Thomas Merton, original name of Father M. Louis   (born Jan. 31, 1915, Prades, France—died Dec. 10, 1968Bangkok, Thai.), Roman Catholic monk, poet, and prolific writer on spiritual and social themes, one of the most important American Roman Catholic writers of the 20th century.

Merton’s early education was in England and France; after a year at the University of Cambridge, he entered Columbia University, New York City, where he earned B.A. (1938) and M.A. (1939) degrees. After teaching English at Columbia (1938–39) and at St. Bonaventure University (1939–41) near Olean, New York, he entered the Trappist Abbey of Gethsemani near Louisville, Kentucky.
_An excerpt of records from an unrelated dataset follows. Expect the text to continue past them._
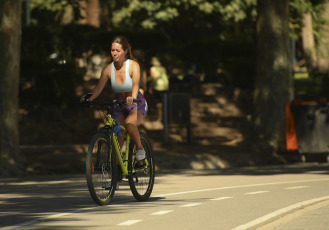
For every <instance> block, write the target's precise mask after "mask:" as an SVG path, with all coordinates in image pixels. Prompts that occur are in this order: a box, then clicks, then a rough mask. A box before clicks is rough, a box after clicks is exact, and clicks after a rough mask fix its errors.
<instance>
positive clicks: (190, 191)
mask: <svg viewBox="0 0 329 230" xmlns="http://www.w3.org/2000/svg"><path fill="white" fill-rule="evenodd" d="M328 180H329V179H315V180H297V181H281V182H273V183H263V184H246V185H236V186H227V187H218V188H208V189H199V190H190V191H184V192H174V193H167V194H160V195H154V197H167V196H176V195H182V194H189V193H198V192H208V191H216V190H224V189H232V188H248V187H256V186H266V185H278V184H292V183H307V182H317V181H328Z"/></svg>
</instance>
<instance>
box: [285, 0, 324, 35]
mask: <svg viewBox="0 0 329 230" xmlns="http://www.w3.org/2000/svg"><path fill="white" fill-rule="evenodd" d="M325 3H326V0H291V1H289V11H290V31H291V36H292V37H294V38H295V39H296V40H298V39H300V37H301V29H302V27H303V16H304V14H305V13H310V14H311V15H312V23H313V31H314V35H315V39H316V40H320V39H321V37H322V34H323V32H324V28H323V25H324V24H325V23H327V22H326V21H325V20H324V17H323V13H324V10H325Z"/></svg>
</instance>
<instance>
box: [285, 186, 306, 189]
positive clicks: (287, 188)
mask: <svg viewBox="0 0 329 230" xmlns="http://www.w3.org/2000/svg"><path fill="white" fill-rule="evenodd" d="M307 187H309V186H296V187H288V188H284V189H300V188H307Z"/></svg>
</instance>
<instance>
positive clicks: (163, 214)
mask: <svg viewBox="0 0 329 230" xmlns="http://www.w3.org/2000/svg"><path fill="white" fill-rule="evenodd" d="M172 211H174V210H163V211H159V212H154V213H151V214H150V215H164V214H167V213H169V212H172Z"/></svg>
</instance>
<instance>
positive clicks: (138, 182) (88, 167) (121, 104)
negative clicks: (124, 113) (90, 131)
mask: <svg viewBox="0 0 329 230" xmlns="http://www.w3.org/2000/svg"><path fill="white" fill-rule="evenodd" d="M134 102H136V101H134ZM83 103H88V104H89V106H92V107H94V106H98V107H100V109H101V111H102V112H103V115H104V116H103V118H104V119H103V121H104V126H103V127H102V128H100V130H99V131H98V132H97V133H96V134H95V135H94V136H93V138H92V139H91V141H90V144H89V147H88V152H87V157H86V178H87V185H88V189H89V192H90V195H91V197H92V199H93V200H94V202H95V203H96V204H98V205H100V206H101V205H107V204H109V203H110V202H111V200H112V198H113V196H114V193H115V191H116V186H117V182H118V181H121V180H122V179H123V178H124V177H125V178H126V179H128V182H129V186H130V190H131V192H132V194H133V196H134V197H135V198H136V199H137V200H138V201H146V200H147V199H148V198H149V197H150V195H151V193H152V190H153V186H154V178H155V167H154V159H153V154H152V150H151V146H150V142H149V139H148V137H147V135H146V134H145V133H143V132H140V139H141V142H142V145H143V148H144V150H145V152H146V158H145V159H144V160H142V161H137V160H135V157H134V154H133V152H134V151H136V147H135V144H134V142H133V141H132V140H131V138H130V136H129V135H128V133H126V129H125V127H124V126H123V125H121V124H120V122H119V121H118V120H116V119H114V118H112V113H113V106H114V105H115V104H118V105H119V106H120V105H123V104H124V103H125V101H116V100H113V102H94V101H93V102H83ZM121 130H122V131H123V133H125V136H126V138H125V144H124V145H123V146H122V149H121V147H120V144H119V142H118V138H117V135H120V133H121Z"/></svg>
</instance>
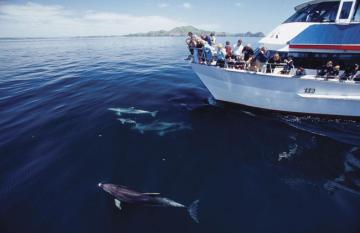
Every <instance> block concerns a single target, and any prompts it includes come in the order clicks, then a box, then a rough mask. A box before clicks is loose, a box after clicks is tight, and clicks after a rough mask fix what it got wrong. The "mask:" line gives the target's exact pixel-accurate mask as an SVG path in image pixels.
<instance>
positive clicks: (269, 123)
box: [0, 37, 360, 233]
mask: <svg viewBox="0 0 360 233" xmlns="http://www.w3.org/2000/svg"><path fill="white" fill-rule="evenodd" d="M235 39H236V38H232V40H233V41H235ZM244 40H245V41H247V42H251V43H255V40H254V39H244ZM186 56H187V51H186V48H185V47H184V39H183V38H117V37H114V38H71V39H22V40H11V39H9V40H0V232H1V233H13V232H15V233H21V232H27V233H28V232H34V233H38V232H47V233H50V232H59V233H65V232H66V233H68V232H69V233H70V232H76V233H79V232H87V233H88V232H124V233H125V232H131V233H136V232H151V233H161V232H164V233H168V232H171V233H177V232H179V233H183V232H196V233H197V232H206V233H208V232H219V233H232V232H251V233H252V232H254V233H289V232H291V233H304V232H306V233H322V232H324V233H325V232H326V233H344V232H346V233H358V232H360V221H359V220H360V149H359V148H358V146H359V145H360V123H358V122H354V121H345V120H340V119H333V120H327V119H319V118H314V117H306V116H305V117H296V116H289V115H281V114H274V113H267V112H256V111H253V110H248V109H242V108H241V107H239V106H236V105H231V104H224V103H219V102H216V101H215V100H214V99H213V98H212V97H211V95H210V93H209V92H208V91H207V89H206V88H205V87H204V85H203V84H202V83H201V82H200V80H199V79H198V78H197V77H196V75H195V74H194V73H193V72H192V70H191V68H190V66H189V64H188V63H186V62H185V61H184V58H185V57H186ZM130 107H134V108H136V109H141V110H146V111H158V113H157V115H156V117H153V116H151V115H150V114H144V115H135V114H122V115H121V116H119V115H117V114H116V113H117V112H116V111H110V110H109V108H121V109H123V110H124V109H125V110H126V109H128V108H130ZM119 119H122V120H123V121H125V120H127V122H124V124H123V123H122V122H121V121H120V120H119ZM132 121H135V122H136V123H137V124H136V125H135V123H134V122H132ZM100 181H102V182H112V183H116V184H121V185H126V186H128V187H131V188H133V189H135V190H139V191H143V192H160V193H161V194H162V196H165V197H168V198H171V199H173V200H175V201H178V202H180V203H184V204H189V203H191V202H192V201H194V200H196V199H200V205H199V208H200V209H199V211H200V213H199V217H200V224H196V223H194V222H193V221H192V220H191V219H190V217H189V216H188V214H187V213H186V211H185V210H183V209H165V208H132V207H128V208H125V209H123V210H122V211H119V210H118V209H116V207H115V206H114V203H113V199H112V198H111V197H110V196H109V195H107V194H106V193H105V192H103V191H101V190H99V189H98V187H97V183H98V182H100Z"/></svg>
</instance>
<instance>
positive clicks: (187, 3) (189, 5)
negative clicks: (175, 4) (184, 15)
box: [182, 2, 191, 9]
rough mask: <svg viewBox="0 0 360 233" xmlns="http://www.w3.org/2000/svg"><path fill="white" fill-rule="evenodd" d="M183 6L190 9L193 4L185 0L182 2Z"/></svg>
mask: <svg viewBox="0 0 360 233" xmlns="http://www.w3.org/2000/svg"><path fill="white" fill-rule="evenodd" d="M182 7H184V8H186V9H190V8H191V4H190V3H188V2H185V3H183V4H182Z"/></svg>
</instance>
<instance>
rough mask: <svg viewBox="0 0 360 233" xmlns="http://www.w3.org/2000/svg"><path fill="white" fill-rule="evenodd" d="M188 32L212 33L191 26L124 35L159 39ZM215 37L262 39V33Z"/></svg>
mask: <svg viewBox="0 0 360 233" xmlns="http://www.w3.org/2000/svg"><path fill="white" fill-rule="evenodd" d="M188 32H193V33H194V34H196V35H201V34H208V35H209V34H210V33H211V32H212V31H207V30H201V29H198V28H196V27H193V26H183V27H176V28H174V29H171V30H170V31H165V30H160V31H151V32H147V33H134V34H128V35H125V36H127V37H160V36H187V34H188ZM215 34H216V36H221V37H222V36H238V37H264V36H265V34H264V33H262V32H256V33H252V32H246V33H227V32H215Z"/></svg>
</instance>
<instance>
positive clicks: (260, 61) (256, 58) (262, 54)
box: [256, 47, 269, 72]
mask: <svg viewBox="0 0 360 233" xmlns="http://www.w3.org/2000/svg"><path fill="white" fill-rule="evenodd" d="M266 52H267V51H266V48H265V47H262V48H260V51H259V52H258V54H257V55H256V66H257V68H258V72H265V70H266V64H267V62H268V60H269V58H268V56H267V55H266Z"/></svg>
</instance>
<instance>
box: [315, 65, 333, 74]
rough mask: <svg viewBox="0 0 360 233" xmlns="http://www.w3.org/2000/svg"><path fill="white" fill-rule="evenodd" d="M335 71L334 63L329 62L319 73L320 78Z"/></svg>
mask: <svg viewBox="0 0 360 233" xmlns="http://www.w3.org/2000/svg"><path fill="white" fill-rule="evenodd" d="M333 70H334V67H333V62H332V61H328V62H327V63H326V65H325V66H323V68H322V69H321V70H320V72H319V73H318V75H319V76H325V75H326V76H328V75H329V74H330V73H331V72H332V71H333Z"/></svg>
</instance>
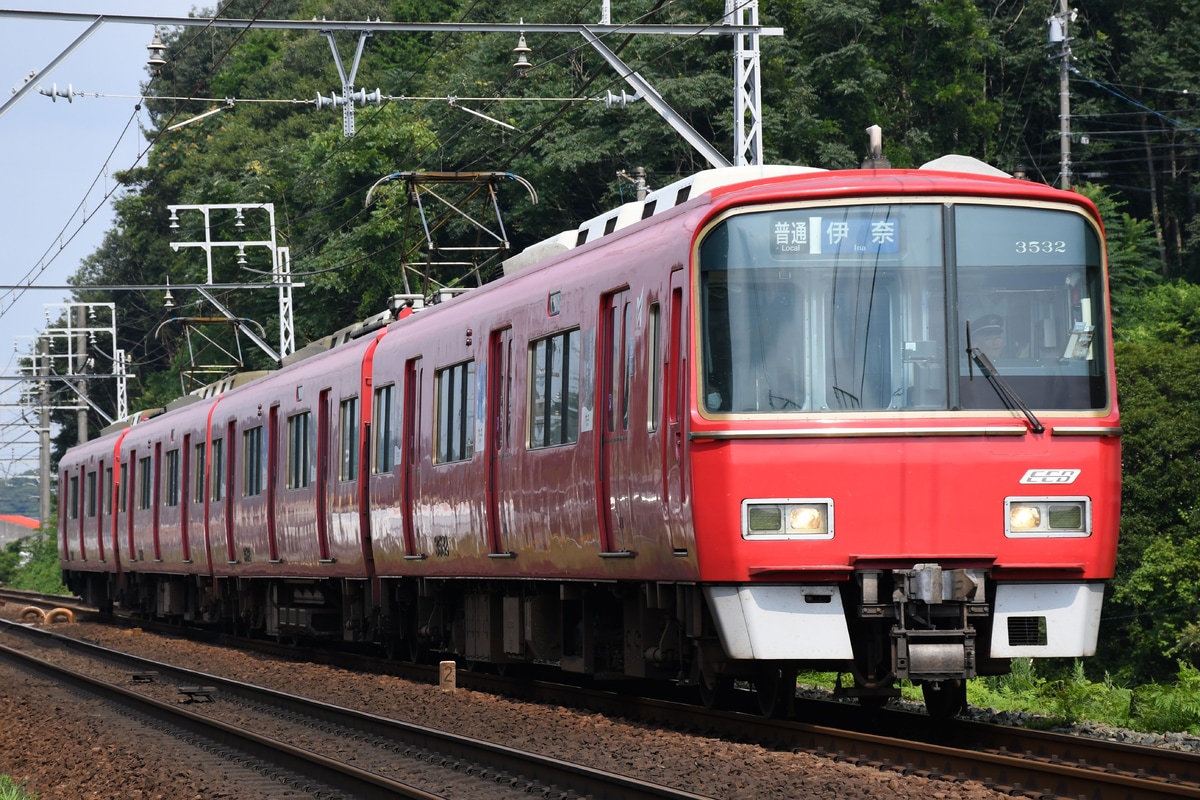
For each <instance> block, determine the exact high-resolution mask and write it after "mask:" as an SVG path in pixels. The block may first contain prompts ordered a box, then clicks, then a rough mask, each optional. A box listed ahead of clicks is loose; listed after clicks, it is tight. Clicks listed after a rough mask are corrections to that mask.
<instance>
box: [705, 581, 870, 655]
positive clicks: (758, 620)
mask: <svg viewBox="0 0 1200 800" xmlns="http://www.w3.org/2000/svg"><path fill="white" fill-rule="evenodd" d="M704 596H706V597H707V600H708V608H709V610H712V613H713V619H714V620H715V621H716V630H718V633H719V636H720V638H721V644H722V645H724V646H725V652H726V654H728V656H730V657H731V658H755V660H788V661H805V660H818V658H852V657H853V650H852V649H851V646H850V631H848V630H847V628H846V615H845V613H844V610H842V606H841V591H840V590H839V589H838V587H796V585H754V587H746V585H734V587H704Z"/></svg>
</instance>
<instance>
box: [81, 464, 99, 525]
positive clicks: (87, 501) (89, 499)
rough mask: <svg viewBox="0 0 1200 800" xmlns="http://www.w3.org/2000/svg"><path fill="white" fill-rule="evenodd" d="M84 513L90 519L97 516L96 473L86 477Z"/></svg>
mask: <svg viewBox="0 0 1200 800" xmlns="http://www.w3.org/2000/svg"><path fill="white" fill-rule="evenodd" d="M83 512H84V516H86V517H88V518H89V519H91V518H94V517H95V516H96V473H88V474H86V475H84V479H83Z"/></svg>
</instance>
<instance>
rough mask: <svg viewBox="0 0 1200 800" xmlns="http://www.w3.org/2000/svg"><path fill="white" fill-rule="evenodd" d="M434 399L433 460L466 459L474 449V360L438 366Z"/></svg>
mask: <svg viewBox="0 0 1200 800" xmlns="http://www.w3.org/2000/svg"><path fill="white" fill-rule="evenodd" d="M433 402H434V404H436V413H434V417H436V420H434V426H436V453H434V457H436V461H437V462H438V463H448V462H455V461H467V459H468V458H470V457H472V456H473V455H474V453H475V362H474V361H463V362H462V363H457V365H455V366H452V367H445V368H443V369H438V371H437V373H436V378H434V401H433Z"/></svg>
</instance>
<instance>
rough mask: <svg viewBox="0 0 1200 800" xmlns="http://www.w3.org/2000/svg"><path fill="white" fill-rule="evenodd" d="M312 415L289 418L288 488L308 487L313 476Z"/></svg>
mask: <svg viewBox="0 0 1200 800" xmlns="http://www.w3.org/2000/svg"><path fill="white" fill-rule="evenodd" d="M311 416H312V415H311V413H308V411H304V413H302V414H294V415H292V416H289V417H288V488H289V489H299V488H304V487H306V486H308V482H310V481H311V476H312V444H311V439H310V419H311Z"/></svg>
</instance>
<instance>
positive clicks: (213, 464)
mask: <svg viewBox="0 0 1200 800" xmlns="http://www.w3.org/2000/svg"><path fill="white" fill-rule="evenodd" d="M224 480H226V479H224V440H223V439H214V440H212V499H214V500H221V499H222V498H224Z"/></svg>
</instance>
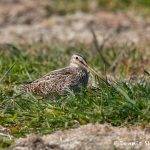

He was ordained priest in 1949.

Merton’s first published works were collections of poems—Thirty Poems (1944), A Man in the Divided Sea (1946), and Figures for an Apocalypse (1948). With the publication of the autobiographical Seven Storey Mountain (1948), he gained an international reputation. His early works are strictly spiritual, but his writings of the early 1960s tend toward social criticism, and many of his later works reveal an insight into Oriental philosophy and mysticism unusual in a Westerner. He was electrocuted by a faulty wire during an international monastic convention in Thailand.

Merton’s only novel, My Argument with the Gestapo, written in 1941, was published posthumously in 1969. His other writings include The Waters of Siloe (1949), a history of the Trappists; Seeds of Contemplation (1949); The Living Bread (1956), a meditation on the Eucharist; and further posthumous publications, including the collection of essays entitled Contemplation in a World of Action (1971) and The Asian Journal of Thomas Merton (1973). Seven volumes of his private journals and several volumes of his correspondence have been published.